Negli ultimi giorni, diversi post su LinkedIn e Twitter è diventato virale dopo che una delle aziende di intelligenza artificiale più chiacchierate di San Francisco è improvvisamente scomparsa da LinkedIn: Artisan AI.
La pagina LinkedIn dell’azienda, i profili dei singoli dipendenti e i submit dei dirigenti mostravano tutti il messaggio “Questo submit non può essere visualizzato”.
La startup period stata bandita dal sito, ha confermato a TechCrunch il CEO di Artisan, Jaspar Carmichael-Jack. Tuttavia, dopo aver lavorato con LinkedIn nelle ultime due settimane – e aver affrontato le preoccupazioni del social community – Artisan è stato ora reintegrato.
“Ogni startup ha inevitabilmente qualcosa che torna a tormentarla [from things] che fanno nella fase iniziale”, ha detto Carmichael-Jack.

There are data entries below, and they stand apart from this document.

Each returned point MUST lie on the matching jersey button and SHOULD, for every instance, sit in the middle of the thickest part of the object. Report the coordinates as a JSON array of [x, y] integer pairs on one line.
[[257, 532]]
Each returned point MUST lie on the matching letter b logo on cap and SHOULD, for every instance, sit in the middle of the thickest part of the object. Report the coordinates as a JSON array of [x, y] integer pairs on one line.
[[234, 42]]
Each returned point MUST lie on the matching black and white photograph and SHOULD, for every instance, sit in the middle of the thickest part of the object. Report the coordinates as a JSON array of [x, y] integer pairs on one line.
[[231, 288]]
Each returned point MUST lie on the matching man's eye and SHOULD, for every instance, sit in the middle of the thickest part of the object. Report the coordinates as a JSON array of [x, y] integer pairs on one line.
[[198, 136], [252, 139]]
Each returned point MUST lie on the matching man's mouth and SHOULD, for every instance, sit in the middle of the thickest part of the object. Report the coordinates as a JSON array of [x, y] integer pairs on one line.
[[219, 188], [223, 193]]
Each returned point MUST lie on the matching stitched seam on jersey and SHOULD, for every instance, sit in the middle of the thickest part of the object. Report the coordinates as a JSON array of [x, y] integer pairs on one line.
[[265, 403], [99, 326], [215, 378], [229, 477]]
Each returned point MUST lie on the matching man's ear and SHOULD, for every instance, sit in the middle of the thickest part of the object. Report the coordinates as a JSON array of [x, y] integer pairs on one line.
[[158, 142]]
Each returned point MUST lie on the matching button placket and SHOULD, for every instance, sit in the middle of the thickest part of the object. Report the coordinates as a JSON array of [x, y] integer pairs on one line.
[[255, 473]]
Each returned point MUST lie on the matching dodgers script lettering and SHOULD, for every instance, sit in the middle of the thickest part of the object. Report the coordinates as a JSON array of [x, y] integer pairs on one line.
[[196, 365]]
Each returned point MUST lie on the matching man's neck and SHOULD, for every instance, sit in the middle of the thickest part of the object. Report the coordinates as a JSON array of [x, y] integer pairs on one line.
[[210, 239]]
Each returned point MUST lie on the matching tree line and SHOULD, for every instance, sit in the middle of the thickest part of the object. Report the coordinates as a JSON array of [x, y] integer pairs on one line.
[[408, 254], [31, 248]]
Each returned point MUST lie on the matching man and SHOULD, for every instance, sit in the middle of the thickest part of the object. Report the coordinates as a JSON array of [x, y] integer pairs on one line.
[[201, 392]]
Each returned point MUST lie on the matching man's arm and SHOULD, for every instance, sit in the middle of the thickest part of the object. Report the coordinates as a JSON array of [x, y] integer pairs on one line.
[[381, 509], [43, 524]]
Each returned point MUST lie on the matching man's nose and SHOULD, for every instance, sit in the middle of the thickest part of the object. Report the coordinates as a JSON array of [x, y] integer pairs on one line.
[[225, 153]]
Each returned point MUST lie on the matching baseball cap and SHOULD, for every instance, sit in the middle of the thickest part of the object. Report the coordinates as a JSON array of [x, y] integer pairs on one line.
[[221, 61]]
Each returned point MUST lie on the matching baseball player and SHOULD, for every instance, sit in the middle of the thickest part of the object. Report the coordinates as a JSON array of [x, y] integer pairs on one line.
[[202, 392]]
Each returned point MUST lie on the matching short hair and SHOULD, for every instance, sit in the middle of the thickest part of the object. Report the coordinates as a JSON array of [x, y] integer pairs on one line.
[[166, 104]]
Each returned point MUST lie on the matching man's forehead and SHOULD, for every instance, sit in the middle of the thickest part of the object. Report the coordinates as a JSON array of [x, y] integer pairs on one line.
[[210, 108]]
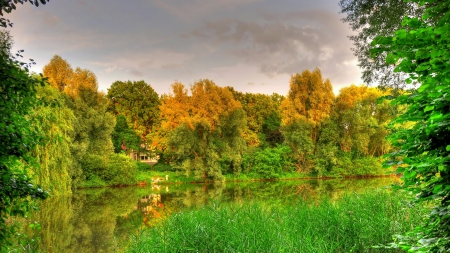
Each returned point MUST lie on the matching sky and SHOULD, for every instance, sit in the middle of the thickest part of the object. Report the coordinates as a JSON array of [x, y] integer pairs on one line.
[[252, 45]]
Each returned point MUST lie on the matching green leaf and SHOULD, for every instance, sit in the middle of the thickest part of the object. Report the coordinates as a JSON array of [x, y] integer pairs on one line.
[[429, 108]]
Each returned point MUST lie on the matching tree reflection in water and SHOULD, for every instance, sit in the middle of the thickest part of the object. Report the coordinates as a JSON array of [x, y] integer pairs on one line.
[[99, 220]]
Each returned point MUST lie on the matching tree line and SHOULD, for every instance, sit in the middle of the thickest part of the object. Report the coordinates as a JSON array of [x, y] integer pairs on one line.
[[205, 130]]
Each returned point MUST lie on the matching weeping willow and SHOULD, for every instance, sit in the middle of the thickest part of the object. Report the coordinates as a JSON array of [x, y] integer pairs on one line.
[[55, 122]]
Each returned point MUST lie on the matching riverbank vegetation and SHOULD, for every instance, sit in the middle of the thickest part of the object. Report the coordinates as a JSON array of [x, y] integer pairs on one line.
[[207, 133], [355, 223]]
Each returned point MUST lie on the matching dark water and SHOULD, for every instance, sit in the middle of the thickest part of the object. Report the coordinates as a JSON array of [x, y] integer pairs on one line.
[[102, 220]]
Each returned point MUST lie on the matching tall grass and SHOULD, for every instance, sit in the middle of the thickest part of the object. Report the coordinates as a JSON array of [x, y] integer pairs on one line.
[[352, 224]]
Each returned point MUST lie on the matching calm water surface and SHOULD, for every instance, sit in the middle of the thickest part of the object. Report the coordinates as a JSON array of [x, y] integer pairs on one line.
[[101, 220]]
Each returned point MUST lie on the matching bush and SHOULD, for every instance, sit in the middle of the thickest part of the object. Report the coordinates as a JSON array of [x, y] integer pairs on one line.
[[143, 166], [163, 167], [268, 162], [93, 166], [121, 170]]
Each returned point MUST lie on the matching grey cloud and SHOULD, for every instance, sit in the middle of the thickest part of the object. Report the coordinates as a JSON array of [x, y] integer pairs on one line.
[[284, 43], [137, 73], [188, 10]]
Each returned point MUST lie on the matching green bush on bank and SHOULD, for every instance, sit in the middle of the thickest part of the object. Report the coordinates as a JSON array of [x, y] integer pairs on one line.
[[116, 169], [354, 224]]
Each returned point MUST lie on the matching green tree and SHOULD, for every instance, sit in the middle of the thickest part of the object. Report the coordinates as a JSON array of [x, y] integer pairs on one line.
[[58, 72], [297, 137], [138, 102], [262, 113], [123, 137], [421, 50], [372, 18], [55, 121], [17, 136]]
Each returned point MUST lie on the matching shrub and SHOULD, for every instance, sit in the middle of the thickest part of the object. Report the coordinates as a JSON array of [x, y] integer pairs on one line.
[[121, 170]]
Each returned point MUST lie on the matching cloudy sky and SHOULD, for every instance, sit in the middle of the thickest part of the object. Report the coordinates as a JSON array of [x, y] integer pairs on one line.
[[252, 45]]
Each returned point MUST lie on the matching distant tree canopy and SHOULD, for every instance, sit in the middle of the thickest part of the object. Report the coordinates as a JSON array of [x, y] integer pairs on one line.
[[204, 129], [309, 99], [138, 102]]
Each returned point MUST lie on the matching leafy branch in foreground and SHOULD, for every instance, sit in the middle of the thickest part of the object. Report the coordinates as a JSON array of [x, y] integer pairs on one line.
[[422, 51], [17, 138]]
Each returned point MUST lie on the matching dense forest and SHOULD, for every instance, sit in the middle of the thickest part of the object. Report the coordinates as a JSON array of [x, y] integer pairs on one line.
[[59, 132], [205, 130]]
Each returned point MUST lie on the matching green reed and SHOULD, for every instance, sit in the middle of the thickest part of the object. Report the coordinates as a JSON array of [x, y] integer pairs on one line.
[[354, 223]]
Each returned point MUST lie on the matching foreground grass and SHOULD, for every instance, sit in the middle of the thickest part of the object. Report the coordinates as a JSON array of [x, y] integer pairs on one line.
[[353, 224]]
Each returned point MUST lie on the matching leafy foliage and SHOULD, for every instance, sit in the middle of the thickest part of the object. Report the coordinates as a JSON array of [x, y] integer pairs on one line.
[[123, 137], [268, 162], [138, 102], [56, 122], [421, 49], [17, 137], [206, 133]]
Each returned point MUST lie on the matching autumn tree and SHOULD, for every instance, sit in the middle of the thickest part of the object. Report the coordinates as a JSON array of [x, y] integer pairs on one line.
[[263, 117], [58, 72], [93, 125]]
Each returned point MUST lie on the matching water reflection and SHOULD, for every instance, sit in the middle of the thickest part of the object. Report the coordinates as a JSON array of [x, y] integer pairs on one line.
[[100, 220]]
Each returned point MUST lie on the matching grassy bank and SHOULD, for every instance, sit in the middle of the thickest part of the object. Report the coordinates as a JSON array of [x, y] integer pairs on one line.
[[354, 224]]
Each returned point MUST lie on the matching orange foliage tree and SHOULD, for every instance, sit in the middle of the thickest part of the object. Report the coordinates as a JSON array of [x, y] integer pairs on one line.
[[203, 132]]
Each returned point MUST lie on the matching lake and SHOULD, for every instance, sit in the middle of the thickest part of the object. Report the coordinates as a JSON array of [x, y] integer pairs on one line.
[[101, 220]]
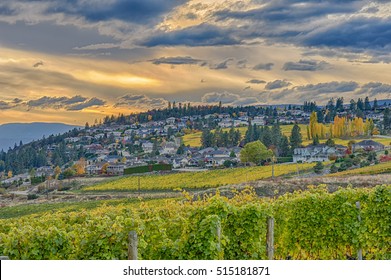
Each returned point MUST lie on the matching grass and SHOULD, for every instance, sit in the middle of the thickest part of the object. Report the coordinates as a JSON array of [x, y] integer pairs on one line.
[[41, 208], [380, 168], [198, 180], [194, 139]]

Contrariamente a quanto si diceva nei submit virali, LinkedIn non ha bannato l’azienda perché i suoi agenti di intelligenza artificiale stavano inviando spam agli utenti. LinkedIn, tuttavia, si è opposto al fatto che la startup utilizzasse il nome LinkedIn sul suo sito net e ha anche affermato che la società si avvaleva di dealer di dati che avevano raschiato il sito senza permesso, ha detto Carmichael-Jack. Lo scraping dei dati è un violazione dei termini di servizio di LinkedIn.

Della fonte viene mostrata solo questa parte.